Soweit die Steuerfestsetzung – wie im vorliegenden Fall – auf der Berücksichtigung eines rückwirkenden Ereignisses im Sinne des § 175 Abs. 1 Satz 1 Nr. 2 AO beruhe, beginne der Zinslauf 15 Monate nach Ablauf des Kalenderjahres, in dem das rückwirkende Ereignis eingetreten sei (§ 233a Abs. 2a AO). Die steuerrechtlichen Auswirkungen eines rückwirkenden Ereignisses würden daher bei der Berechnung von Zinsen erst ab einem vom Regelfall abweichenden späteren Zinslaufbeginn berücksichtigt. Dabei knüpfe die Festsetzung der Zinsen nach § 233 Abs. 2a AO in den Fällen, in denen die Steuerfestsetzung auf einem rückwirkenden Ereignis beruhe, an die tatsächlichen Liquiditätsvorteile oder -nachteile an. Damit folgten die Fälle des rückwirkenden Ereignisses dem Prinzip der Ist-Verzinsung und nicht dem der Soll-Verzinsung. Bei rückwirkenden Ereignissen werde berücksichtigt, dass das Finanzamt und der Steuerpflichtige in der Zeit bis zum Eintritt des rückwirkenden Ereignisses keine Liquiditäts- oder Zinsvorteile ziehen könnten.
Die Regelung des § 233a Abs. 2a AO solle damit sicherstellen, dass rückwirkende Ereignisse bei der Verzinsung nach § 233a AO erst dann berücksichtigt werden, wenn entsprechende Liquiditätsvor- oder -nachteile auch tatsächlich entstanden seien.

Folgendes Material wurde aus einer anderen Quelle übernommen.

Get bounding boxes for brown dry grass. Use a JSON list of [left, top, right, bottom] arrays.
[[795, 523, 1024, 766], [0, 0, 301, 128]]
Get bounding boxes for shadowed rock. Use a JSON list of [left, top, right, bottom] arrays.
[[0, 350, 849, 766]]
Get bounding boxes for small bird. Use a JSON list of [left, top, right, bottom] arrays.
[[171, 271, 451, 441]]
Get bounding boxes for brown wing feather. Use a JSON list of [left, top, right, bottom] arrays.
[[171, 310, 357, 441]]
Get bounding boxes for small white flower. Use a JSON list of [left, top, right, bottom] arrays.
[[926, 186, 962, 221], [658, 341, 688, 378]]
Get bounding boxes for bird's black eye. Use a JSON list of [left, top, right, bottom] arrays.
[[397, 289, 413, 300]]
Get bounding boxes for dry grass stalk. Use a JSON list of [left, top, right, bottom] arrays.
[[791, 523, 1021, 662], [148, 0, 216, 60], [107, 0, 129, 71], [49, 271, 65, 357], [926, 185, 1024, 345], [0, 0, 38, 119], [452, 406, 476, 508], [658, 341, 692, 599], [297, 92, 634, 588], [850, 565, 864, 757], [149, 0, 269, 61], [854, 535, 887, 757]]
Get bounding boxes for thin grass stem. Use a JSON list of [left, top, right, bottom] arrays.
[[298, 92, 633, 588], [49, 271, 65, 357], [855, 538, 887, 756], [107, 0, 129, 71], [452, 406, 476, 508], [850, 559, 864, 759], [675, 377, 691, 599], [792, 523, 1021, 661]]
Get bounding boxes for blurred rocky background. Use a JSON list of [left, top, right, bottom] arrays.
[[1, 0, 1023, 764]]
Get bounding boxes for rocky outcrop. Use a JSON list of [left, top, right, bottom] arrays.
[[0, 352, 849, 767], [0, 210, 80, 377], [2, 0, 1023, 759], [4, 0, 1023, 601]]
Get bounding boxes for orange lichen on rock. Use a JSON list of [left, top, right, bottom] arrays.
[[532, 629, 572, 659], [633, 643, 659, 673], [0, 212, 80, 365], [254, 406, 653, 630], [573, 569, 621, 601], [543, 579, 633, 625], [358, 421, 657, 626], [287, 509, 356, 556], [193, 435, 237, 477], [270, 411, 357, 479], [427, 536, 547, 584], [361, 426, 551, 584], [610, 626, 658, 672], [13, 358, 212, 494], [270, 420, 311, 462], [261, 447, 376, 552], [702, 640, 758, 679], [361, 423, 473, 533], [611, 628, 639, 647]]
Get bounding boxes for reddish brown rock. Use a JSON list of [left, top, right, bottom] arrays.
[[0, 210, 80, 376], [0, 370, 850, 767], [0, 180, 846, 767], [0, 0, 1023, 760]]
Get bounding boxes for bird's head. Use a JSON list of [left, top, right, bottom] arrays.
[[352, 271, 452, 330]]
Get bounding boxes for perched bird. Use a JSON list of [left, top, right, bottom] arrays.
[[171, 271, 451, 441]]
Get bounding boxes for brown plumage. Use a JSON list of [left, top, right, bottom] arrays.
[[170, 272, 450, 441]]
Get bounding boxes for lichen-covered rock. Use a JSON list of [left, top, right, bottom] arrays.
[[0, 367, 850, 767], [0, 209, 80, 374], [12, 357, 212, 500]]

Der unterschiedliche Beginn des Zinslaufs nach § 233a Abs. 2 AO einerseits und nach § 233a Abs. 2a AO andererseits beruhe auf dem Gedanken, dass ein rückwirkendes Ereignis zu Gunsten wie zu Lasten des Steuerpflichtigen bei der ursprünglichen Steuerfestsetzung noch nicht berücksichtigt werden konnte und daher weder der Steuerpflichtige noch das Finanzamt vor Eintritt des rückwirkenden Ereignisses einen Liquiditätsvor- oder -nachteil erlitten hätten, den zu kompensieren grundsätzlich das Ziel des § 233a AO sei. So erscheine es dem Bundesfinanzhof – BFH – in seinem Urteil vom (I R 52/09) daher auch nicht gerechtfertigt, einen Nachzahlungs- oder Erstattungsanspruch, soweit er auf einem rückwirkenden Ereignis beruht, schon für den Zeitraum vor Eintritt des rückwirkenden Ereignisses zu verzinsen.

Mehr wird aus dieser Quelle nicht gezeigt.